In the United Kingdom, this communication is only addressed to and is only directed at Qualified Investors who (i) are investment professionals falling within Article 19(5) of the Financial Services and Markets Act 2000 (Financial Promotion) Order 2005 (as amended) (the “Order”) or (ii) are persons falling within Article 49(2)(a) to (d) of the Order (high net worth companies, unincorporated associations, etc.) (all such persons together being referred to as “Relevant Persons”). These materials are directed only at Relevant Persons and must not be acted on or relied on by persons who are not Relevant Persons. Any investment or investment activity to which this document relates is available only to Relevant Persons and will be engaged in only with Relevant Persons. Persons distributing this communication must satisfy themselves that it is lawful to do so.

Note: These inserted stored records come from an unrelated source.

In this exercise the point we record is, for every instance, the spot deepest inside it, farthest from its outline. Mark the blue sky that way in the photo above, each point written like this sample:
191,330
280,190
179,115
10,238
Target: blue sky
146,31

Matters discussed in this announcement may constitute forward-looking statements. Forward-looking statements are statements that are not historical facts and may be identified by words such as “anticipate”, “believe”, “continue”, “estimate”, “expect”, “intends”, “may”, “should”, “will” and similar expressions. The forward-looking statements in this release are based upon various assumptions, many of which are based, in turn, upon further assumptions. Although the Company believes that these assumptions were reasonable when made, these assumptions are inherently subject to significant known and unknown risks, uncertainties, contingencies and other important factors which are difficult or impossible to predict and are beyond its control. Such risks, uncertainties, contingencies and other important factors could cause actual events to differ materially from the expectations expressed or implied in this release by such forward-looking statements.

The information, opinions and forward-looking statements contained in this announcement speak only as at its date, and are subject to change without notice.

The distribution of this announcement and other information in connection with the Private Placement may be restricted by law in certain jurisdictions. Persons into whose possession this announcement or such other information should come are required to inform themselves about and to observe any such restrictions.

This information is subject to the disclosure requirements pursuant to section 5-12 of the Norwegian Securities Trading Act.